Exchange Rates and Export Performance

In 2006, when I was serving as the secretary general of the Turkish Exporters Assembly (TIM), my colleagues and I had conducted an empirical study to put an end to the “exchange rates and export performance” debates.

 

The relationship between exchange rates and export performance we analysed using the ““Engle and Granger approach”, named after Nobel Prize-winning economist and statistician Robert Fry Engle, led us to the following conclusion:

 

1) Rapid increases in exchange rates are not always good for exports.
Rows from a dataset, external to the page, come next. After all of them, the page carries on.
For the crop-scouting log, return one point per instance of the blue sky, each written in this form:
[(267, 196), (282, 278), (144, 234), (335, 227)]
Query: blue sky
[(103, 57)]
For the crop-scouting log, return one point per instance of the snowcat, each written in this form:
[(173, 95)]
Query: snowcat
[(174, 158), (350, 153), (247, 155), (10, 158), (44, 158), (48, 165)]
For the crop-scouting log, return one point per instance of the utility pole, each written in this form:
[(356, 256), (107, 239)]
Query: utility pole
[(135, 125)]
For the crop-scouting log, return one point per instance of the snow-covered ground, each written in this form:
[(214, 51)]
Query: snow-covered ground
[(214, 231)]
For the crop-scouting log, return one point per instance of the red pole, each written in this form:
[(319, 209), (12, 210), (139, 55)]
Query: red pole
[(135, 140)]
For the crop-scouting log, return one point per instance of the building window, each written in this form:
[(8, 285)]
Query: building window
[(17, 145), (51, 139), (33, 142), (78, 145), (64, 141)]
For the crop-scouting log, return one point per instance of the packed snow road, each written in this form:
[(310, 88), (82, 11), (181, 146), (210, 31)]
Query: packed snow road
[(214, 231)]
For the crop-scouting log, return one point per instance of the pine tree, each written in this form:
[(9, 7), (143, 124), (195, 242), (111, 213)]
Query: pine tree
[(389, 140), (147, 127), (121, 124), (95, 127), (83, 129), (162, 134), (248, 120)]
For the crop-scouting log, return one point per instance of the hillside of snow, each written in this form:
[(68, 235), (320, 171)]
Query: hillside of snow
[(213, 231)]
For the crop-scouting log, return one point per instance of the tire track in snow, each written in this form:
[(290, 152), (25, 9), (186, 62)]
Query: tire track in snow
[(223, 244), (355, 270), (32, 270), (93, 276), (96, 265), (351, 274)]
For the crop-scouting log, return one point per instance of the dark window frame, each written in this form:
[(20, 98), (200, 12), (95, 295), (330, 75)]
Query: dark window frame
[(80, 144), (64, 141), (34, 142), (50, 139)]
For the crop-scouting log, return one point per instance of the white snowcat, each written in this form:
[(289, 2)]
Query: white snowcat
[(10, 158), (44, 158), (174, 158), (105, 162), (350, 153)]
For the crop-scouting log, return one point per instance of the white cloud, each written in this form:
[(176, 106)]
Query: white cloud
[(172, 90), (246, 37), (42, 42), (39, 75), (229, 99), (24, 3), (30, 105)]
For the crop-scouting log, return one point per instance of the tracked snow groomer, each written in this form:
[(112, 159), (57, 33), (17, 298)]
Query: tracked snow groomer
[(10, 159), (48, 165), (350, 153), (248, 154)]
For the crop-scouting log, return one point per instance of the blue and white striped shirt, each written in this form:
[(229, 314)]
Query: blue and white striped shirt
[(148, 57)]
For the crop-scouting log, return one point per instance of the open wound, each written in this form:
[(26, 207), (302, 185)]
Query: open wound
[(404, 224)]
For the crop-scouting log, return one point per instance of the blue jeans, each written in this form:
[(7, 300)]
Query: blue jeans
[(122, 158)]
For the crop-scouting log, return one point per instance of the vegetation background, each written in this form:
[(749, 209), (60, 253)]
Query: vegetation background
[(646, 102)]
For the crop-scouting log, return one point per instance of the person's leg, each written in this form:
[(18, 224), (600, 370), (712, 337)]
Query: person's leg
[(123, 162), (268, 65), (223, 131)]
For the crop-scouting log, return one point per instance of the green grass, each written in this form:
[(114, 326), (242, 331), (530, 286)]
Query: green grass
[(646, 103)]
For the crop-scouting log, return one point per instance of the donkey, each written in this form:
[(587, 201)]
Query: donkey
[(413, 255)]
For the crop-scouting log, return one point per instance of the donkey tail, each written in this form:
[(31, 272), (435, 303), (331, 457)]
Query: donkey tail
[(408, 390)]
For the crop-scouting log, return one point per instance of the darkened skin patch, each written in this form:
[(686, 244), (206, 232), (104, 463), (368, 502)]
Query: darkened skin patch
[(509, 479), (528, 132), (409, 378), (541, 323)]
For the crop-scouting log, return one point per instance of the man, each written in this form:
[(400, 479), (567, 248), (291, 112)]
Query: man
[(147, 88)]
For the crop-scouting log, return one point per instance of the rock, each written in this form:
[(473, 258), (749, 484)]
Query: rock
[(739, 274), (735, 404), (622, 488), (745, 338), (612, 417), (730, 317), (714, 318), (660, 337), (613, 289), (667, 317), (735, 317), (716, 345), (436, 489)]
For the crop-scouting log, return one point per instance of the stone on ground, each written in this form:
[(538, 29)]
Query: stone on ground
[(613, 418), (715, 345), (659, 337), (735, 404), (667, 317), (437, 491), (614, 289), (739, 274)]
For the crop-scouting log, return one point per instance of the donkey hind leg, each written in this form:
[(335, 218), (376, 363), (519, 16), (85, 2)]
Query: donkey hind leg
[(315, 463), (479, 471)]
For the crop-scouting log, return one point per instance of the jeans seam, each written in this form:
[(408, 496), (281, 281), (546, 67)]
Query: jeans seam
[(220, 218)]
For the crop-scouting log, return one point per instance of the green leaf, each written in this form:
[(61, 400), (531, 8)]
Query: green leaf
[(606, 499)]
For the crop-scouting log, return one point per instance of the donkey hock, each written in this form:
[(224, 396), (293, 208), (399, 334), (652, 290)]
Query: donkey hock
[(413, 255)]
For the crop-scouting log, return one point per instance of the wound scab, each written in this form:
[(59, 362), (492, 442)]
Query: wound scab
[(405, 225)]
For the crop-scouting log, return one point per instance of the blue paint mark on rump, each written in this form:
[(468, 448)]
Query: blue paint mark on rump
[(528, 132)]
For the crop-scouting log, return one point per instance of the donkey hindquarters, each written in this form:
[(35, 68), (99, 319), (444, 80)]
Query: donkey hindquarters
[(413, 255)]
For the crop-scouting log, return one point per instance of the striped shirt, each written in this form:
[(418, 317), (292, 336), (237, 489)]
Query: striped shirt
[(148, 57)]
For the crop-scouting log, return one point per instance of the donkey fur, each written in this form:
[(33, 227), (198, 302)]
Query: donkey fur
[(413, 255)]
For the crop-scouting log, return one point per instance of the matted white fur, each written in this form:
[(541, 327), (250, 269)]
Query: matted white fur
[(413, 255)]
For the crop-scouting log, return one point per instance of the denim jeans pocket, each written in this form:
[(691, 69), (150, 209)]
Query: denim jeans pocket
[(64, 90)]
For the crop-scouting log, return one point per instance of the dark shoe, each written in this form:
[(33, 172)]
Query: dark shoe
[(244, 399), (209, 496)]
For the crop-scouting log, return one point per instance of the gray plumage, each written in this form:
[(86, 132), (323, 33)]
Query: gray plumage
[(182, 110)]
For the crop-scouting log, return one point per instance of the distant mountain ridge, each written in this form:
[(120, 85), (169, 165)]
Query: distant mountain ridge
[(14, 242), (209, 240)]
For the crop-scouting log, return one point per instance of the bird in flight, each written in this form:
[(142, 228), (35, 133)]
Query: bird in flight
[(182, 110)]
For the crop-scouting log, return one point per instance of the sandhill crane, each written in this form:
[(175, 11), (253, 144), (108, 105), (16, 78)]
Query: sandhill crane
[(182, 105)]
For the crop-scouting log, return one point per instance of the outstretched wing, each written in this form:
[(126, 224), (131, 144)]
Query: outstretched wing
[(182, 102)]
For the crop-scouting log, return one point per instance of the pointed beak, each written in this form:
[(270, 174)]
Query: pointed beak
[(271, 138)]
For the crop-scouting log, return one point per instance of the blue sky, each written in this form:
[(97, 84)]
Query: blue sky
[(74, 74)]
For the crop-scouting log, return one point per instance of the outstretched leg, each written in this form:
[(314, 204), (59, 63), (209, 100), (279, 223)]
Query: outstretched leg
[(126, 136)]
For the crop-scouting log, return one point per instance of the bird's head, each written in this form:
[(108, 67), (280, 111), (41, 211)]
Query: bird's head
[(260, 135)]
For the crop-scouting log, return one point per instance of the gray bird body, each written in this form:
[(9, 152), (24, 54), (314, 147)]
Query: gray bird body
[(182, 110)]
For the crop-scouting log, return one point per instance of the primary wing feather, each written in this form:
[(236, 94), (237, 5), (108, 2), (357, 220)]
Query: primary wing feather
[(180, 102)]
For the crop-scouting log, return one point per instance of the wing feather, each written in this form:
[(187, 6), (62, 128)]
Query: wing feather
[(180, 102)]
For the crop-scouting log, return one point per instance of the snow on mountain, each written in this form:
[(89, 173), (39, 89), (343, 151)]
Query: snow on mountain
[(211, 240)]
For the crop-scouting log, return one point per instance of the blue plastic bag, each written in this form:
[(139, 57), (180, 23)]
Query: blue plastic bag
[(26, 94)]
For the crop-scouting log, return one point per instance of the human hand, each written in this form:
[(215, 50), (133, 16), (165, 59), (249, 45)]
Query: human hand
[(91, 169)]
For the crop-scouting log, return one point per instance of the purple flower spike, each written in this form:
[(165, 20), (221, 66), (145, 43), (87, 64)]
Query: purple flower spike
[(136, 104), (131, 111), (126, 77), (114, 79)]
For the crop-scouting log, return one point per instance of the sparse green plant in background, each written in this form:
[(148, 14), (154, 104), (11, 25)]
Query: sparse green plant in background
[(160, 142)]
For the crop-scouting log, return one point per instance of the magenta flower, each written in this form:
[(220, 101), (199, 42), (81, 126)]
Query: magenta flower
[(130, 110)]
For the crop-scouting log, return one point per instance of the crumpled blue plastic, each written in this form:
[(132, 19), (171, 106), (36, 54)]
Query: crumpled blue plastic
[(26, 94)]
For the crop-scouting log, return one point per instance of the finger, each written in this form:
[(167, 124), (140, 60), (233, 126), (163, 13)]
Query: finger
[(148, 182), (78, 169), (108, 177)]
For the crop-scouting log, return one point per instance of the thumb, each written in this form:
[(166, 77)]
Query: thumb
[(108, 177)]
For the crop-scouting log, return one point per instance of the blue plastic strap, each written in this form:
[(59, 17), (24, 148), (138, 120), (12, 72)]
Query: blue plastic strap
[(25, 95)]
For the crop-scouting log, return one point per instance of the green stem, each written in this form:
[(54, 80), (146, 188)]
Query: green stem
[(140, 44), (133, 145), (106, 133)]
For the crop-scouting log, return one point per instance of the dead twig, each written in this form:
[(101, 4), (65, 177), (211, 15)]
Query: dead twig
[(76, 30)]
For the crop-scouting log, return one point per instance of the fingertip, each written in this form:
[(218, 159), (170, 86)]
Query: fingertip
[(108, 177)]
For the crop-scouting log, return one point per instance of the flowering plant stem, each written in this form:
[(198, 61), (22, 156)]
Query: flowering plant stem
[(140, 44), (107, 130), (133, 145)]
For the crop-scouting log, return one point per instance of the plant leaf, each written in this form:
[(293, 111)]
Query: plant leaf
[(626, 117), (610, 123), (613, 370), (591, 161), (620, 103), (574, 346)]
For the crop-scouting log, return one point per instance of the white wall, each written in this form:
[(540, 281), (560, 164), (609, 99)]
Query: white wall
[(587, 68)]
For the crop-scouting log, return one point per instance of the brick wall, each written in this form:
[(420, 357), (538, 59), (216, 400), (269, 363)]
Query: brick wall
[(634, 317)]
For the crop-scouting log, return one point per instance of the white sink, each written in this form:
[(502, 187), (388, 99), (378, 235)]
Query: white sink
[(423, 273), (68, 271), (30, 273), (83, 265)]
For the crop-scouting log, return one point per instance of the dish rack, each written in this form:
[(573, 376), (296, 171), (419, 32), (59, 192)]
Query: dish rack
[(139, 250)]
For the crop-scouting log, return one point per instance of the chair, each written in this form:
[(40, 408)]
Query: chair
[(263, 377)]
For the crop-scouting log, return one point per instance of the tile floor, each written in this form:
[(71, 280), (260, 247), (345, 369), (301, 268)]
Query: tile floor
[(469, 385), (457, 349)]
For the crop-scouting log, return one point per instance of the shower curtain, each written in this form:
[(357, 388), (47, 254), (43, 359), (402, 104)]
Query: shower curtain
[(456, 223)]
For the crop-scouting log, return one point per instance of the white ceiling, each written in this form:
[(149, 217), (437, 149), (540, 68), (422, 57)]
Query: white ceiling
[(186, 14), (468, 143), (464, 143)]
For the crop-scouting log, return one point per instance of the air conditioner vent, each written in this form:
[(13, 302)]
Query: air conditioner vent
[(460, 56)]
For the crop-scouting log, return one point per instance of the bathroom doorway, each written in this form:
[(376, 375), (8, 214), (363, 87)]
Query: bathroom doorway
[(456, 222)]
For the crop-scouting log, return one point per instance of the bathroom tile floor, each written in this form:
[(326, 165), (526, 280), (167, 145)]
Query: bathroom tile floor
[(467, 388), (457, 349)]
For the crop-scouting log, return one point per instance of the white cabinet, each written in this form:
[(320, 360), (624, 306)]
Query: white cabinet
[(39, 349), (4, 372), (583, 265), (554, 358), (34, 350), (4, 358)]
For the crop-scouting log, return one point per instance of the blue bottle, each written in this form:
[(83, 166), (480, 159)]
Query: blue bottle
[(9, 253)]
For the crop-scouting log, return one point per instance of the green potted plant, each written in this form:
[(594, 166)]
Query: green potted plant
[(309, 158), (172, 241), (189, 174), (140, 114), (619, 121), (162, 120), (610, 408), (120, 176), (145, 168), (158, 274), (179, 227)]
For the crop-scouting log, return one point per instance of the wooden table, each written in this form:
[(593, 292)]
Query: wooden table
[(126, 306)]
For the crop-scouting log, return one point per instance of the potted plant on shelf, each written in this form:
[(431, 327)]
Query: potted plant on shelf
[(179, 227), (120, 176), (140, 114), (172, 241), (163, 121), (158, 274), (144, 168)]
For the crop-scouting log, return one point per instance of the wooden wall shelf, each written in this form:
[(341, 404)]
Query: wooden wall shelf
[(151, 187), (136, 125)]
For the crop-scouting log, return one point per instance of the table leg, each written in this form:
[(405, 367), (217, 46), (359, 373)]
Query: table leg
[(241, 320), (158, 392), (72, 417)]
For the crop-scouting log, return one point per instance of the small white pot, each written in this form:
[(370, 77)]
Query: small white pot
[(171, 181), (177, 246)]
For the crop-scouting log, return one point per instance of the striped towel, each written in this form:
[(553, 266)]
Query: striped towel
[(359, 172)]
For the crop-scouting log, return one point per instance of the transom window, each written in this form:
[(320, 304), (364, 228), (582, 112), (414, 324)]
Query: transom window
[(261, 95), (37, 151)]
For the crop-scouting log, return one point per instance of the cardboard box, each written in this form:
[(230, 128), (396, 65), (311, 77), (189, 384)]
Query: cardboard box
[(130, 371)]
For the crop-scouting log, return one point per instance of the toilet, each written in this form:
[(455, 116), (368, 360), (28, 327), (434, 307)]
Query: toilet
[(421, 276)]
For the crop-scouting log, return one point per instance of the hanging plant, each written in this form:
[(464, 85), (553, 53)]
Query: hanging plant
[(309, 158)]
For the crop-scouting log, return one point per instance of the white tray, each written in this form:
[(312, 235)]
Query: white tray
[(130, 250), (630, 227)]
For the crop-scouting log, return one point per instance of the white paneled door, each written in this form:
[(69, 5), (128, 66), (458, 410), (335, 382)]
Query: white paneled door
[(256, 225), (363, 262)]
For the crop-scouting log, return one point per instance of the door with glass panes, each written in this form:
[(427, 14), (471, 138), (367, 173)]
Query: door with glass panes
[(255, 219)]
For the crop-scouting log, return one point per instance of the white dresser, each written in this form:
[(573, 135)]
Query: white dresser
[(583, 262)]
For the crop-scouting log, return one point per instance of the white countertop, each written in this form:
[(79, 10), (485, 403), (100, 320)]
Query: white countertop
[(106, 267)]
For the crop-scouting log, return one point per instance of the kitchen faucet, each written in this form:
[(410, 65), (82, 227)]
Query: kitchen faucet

2) Constantly low and declining exchange rates do impact export performance negatively.

 

We presented this study to the Central Bank as well because the then Central Bank management and TIM officials were arguing with each other frequently over exchange rates. After that day, although some economists, who were also columnists, continued to say “exporters want the exchange rates to rise continuously”, exporters never made such a claim. Quite the opposite, in times when exchange rates were set freely by the market itself and remained calm, export performance continued to improve as inflation rate remained low. But today things are different.

 

The CBRT have been trying to manage exchange rates have been since 2018. Billions of dollars were sold in order to prevent exchange rates from going up. Efforts to keep the dollar’s price below inflation proved futile. The economic team of the country could not figure out what was the cause and what was the effect of rising exchange rates. The fact that Minister Şimşek recently said changes in exchange rates are irrelevant to export performance” indicates how the government is twisting the reality so as to defend its exchange rate policy.

 

I, for one, am trying to wrap my head around the absurdity of the fact that Şimşek and his team is trying to keep exchange rates under control while at the same time continuing to increase costs and making things even more complicated by raising minimum wage, imposing additional customs tax on imported raw materials, and transferring foreign currency earnings directly to the Central Bank.

 

As a consequence, this conflicting policy causes the top companies of the country to slowly withdraw their unconditional support from the government. Having apparently noticed the growing anger of the exporters, Minister Şimşek has delivered a rather cautious speech at the Istanbul Chamber of Industry. But what’s done is done. Now it’s too late for the Minister to take back what he said.

 

Şimşek and his team is impairing Türkiye’s production capability in order to keep inflation low and deter citizens from buying foreign currency by pushing exchange rates down. This poorly calculated attempt can only end in disappointment. I just hope the government will go back to free-market first principles as soon as possible.